Quantitative changes of PR between DFD and control meats were measured by the fold change (FC) and relative change (RC) coefficients (Table 3). It can be seen that FC, commonly used for measuring changes in protein abundance, was not useful to quantify changes in the phosphorylation status. Thus, most FC-values over phosphoproteins were -∞ or + ∞ because of the high presence of unique phosphorylated protein spots in DFD or control meats. Unlike FC, the RC measure has shown to have advantageous statistical properties in a wide diversity of proteomic scenarios because it always ranges from − 1.0 and + 1.0 across both unshared and shared spots between sample groups [35, 44,45,46]. Applying RC, we found that MYLPF isoforms underwent the strongest quantitative change at the phosphorylation level (RCMYLPF1(1) = + 0.99; RCMYLPF1(2) = + 1.0); followed by TNNT1 (1–2), CAPZA2, TNNT3 (1–2) and HSPB1 (2) phosphoproteins with absolute RC values higher than 0.70. The UPGMA dendrogram based on pairwise mean differences in RC between sample groups (absolute values) distinguished two major phosphoprotein clusters (Fig. 2a).
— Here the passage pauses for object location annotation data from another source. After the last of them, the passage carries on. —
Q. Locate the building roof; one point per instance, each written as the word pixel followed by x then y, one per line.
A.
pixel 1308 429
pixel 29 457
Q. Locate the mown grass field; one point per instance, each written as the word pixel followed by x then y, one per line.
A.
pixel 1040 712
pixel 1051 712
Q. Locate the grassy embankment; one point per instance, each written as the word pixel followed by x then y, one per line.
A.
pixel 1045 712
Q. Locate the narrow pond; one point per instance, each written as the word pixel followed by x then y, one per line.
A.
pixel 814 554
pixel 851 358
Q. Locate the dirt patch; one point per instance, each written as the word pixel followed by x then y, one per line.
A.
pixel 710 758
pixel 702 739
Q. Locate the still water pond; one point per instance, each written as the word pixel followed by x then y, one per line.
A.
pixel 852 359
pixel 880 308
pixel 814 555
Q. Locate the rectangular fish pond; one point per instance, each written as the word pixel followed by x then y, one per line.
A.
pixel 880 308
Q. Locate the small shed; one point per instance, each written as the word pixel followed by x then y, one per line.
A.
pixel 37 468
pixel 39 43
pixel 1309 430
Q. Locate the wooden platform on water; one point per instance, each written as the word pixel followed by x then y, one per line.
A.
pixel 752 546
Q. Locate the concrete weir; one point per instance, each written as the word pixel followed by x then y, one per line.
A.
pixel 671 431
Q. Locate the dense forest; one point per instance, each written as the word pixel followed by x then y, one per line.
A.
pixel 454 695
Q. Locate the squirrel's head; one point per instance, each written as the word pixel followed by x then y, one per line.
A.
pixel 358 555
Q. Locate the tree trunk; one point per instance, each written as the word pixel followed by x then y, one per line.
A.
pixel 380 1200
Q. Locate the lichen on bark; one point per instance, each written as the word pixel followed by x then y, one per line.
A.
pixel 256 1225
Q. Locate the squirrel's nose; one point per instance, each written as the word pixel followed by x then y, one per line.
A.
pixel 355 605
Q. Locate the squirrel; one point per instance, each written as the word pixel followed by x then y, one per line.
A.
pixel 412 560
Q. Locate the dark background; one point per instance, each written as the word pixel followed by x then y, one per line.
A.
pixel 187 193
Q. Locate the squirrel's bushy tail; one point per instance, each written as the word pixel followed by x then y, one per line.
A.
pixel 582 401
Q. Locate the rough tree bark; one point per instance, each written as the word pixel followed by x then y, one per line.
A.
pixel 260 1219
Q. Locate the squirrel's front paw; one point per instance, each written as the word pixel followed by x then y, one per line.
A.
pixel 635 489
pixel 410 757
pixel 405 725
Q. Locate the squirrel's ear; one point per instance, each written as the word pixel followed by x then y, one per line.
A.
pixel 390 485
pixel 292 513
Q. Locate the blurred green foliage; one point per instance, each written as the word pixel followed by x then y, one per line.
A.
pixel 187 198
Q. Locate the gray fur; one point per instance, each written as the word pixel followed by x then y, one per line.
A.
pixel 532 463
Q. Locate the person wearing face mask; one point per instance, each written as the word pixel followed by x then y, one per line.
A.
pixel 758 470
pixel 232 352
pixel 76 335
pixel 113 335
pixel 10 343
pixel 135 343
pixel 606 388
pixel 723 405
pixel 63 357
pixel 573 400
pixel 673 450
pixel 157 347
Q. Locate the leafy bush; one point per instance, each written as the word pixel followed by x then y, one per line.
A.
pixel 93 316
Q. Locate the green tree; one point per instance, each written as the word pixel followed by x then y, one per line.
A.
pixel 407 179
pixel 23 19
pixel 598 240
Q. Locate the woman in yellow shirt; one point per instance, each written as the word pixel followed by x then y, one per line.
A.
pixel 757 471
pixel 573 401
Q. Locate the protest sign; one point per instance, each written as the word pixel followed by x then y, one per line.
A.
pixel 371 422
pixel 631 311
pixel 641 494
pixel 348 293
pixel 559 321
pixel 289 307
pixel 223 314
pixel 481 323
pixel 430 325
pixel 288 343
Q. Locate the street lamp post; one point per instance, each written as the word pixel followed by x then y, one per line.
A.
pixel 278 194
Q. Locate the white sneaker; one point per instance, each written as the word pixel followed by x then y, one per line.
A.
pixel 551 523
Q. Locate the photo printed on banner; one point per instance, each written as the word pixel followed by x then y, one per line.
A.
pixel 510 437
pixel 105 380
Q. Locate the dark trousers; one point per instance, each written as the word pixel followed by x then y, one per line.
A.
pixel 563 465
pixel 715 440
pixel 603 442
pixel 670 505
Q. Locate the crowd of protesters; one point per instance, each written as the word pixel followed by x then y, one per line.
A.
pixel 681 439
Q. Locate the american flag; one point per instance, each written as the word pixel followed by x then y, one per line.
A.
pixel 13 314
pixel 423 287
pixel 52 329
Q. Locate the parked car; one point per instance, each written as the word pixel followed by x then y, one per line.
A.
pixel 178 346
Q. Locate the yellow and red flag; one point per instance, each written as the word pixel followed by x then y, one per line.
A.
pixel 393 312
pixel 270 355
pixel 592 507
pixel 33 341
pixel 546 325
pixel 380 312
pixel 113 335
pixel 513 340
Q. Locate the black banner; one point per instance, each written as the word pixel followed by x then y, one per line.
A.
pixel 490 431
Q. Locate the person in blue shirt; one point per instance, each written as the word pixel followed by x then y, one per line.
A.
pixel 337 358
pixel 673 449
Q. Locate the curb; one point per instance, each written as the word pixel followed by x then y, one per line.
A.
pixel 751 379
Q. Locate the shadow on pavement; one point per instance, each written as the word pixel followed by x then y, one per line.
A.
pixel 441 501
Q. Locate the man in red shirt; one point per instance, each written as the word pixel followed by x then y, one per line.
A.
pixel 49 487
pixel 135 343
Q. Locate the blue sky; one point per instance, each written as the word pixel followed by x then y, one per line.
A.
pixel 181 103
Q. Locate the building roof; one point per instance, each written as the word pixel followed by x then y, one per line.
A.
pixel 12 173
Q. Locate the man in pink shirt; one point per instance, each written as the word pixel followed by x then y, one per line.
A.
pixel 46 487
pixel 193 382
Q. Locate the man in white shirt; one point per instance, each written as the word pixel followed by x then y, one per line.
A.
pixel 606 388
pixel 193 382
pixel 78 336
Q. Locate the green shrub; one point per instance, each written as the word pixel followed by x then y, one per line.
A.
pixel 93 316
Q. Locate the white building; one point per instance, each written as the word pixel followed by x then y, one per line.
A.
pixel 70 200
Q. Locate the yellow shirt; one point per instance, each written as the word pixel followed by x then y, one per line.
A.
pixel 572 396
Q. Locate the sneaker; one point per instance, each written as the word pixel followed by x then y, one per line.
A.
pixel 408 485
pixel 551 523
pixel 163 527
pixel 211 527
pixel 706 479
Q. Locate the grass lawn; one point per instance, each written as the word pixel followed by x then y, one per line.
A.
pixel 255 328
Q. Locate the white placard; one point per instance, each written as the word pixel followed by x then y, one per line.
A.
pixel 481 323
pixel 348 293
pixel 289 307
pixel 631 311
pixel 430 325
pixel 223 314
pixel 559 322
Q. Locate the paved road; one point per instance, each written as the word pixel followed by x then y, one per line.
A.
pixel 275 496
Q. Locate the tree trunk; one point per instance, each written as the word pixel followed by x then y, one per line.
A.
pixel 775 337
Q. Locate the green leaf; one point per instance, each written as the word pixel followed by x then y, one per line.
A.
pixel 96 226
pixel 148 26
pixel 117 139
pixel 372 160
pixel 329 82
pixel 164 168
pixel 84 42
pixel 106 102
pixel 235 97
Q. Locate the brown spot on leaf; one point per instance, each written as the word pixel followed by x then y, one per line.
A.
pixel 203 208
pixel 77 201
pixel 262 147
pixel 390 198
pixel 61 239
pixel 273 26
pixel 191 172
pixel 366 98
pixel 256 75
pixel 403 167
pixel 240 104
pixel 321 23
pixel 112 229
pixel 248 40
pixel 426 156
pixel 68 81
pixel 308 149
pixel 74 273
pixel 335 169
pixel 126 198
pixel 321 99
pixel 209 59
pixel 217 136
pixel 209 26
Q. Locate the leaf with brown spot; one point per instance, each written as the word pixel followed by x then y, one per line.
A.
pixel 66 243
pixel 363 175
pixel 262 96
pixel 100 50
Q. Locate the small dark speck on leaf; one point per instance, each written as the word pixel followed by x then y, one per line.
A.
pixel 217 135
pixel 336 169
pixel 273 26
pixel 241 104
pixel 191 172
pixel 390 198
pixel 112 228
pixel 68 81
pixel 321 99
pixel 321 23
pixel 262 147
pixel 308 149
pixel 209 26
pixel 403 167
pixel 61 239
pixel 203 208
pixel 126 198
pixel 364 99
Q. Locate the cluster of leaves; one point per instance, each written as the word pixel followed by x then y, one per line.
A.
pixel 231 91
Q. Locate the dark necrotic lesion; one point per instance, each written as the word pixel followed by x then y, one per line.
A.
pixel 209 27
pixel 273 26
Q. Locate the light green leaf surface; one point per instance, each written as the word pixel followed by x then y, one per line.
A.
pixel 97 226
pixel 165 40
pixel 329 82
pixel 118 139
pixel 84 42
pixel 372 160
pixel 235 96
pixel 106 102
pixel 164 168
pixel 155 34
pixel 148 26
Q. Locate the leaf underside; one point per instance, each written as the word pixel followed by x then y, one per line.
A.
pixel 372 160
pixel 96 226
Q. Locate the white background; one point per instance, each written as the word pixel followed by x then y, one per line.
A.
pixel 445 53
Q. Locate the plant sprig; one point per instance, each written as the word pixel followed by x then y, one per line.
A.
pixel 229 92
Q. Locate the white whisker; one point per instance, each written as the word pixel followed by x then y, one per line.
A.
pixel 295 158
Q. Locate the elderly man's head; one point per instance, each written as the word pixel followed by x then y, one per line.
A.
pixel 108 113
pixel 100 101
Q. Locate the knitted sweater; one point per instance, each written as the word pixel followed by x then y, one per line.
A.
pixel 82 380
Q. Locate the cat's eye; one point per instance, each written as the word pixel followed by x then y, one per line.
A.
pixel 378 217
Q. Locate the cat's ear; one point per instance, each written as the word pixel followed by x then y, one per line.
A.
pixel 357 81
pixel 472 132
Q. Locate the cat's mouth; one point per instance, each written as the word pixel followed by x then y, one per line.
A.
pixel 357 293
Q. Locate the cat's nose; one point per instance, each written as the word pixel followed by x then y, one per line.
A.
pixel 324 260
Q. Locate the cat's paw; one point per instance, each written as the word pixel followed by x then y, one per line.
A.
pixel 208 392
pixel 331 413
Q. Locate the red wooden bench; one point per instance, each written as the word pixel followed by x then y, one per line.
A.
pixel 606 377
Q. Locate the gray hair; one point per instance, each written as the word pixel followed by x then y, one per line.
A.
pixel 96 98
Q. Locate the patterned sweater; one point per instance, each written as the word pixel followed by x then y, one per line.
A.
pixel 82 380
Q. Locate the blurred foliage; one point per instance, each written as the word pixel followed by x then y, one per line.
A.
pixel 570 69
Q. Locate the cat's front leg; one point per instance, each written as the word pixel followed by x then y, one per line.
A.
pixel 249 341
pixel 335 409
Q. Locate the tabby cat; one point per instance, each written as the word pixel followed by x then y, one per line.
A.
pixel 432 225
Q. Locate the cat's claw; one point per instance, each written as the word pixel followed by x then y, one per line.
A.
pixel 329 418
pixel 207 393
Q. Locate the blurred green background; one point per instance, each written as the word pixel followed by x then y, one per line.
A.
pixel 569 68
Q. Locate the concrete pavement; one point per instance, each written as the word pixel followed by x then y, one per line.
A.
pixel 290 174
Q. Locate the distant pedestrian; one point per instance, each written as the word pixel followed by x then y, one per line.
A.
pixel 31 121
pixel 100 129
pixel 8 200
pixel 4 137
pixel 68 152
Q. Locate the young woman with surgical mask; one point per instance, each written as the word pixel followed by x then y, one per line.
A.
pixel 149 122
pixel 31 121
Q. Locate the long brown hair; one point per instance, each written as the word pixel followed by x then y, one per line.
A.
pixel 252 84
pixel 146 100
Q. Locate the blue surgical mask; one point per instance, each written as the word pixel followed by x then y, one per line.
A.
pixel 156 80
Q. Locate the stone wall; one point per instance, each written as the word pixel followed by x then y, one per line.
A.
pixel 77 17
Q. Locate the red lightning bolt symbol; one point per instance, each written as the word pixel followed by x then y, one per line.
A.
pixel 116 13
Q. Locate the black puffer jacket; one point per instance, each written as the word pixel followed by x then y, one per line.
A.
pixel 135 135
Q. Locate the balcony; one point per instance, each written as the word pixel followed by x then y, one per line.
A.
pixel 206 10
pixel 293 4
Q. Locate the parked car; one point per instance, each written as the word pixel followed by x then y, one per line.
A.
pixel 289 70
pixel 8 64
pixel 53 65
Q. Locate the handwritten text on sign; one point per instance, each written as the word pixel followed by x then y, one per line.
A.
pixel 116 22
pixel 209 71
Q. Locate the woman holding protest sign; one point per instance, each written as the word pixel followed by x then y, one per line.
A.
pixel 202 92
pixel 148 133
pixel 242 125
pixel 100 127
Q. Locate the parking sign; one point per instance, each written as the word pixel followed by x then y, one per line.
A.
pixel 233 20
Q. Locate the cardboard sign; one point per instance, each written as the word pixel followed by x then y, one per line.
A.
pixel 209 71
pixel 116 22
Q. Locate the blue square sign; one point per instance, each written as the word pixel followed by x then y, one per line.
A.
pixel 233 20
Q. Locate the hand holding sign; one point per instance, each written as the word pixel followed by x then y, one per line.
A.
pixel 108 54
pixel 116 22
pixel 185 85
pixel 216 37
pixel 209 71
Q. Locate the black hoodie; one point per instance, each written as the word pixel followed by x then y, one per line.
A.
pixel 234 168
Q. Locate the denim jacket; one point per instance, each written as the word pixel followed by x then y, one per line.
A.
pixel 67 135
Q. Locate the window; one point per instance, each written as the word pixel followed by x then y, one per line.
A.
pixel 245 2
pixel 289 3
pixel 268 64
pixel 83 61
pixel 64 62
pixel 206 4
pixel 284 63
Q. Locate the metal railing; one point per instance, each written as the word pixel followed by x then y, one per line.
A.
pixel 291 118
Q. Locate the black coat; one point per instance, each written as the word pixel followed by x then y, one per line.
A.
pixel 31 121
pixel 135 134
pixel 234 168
The phosphoprotein cluster including MYLPF (1–2), TNNT1 (1–2), TNNT3 (1–4), HSPB1 (2) and CAPZA2 exhibited statistically significant higher levels of phosphorylation than those of the other cluster (P < 0.05, 95% bootstrap CIs adjusted with the Bonferroni correction; Fig. 2b). The sign or direction of the change in phosphorylation levels between DFD and control meats was extremely variable across proteins identified in this study without any apparent function-dependent trend (Fig. 3).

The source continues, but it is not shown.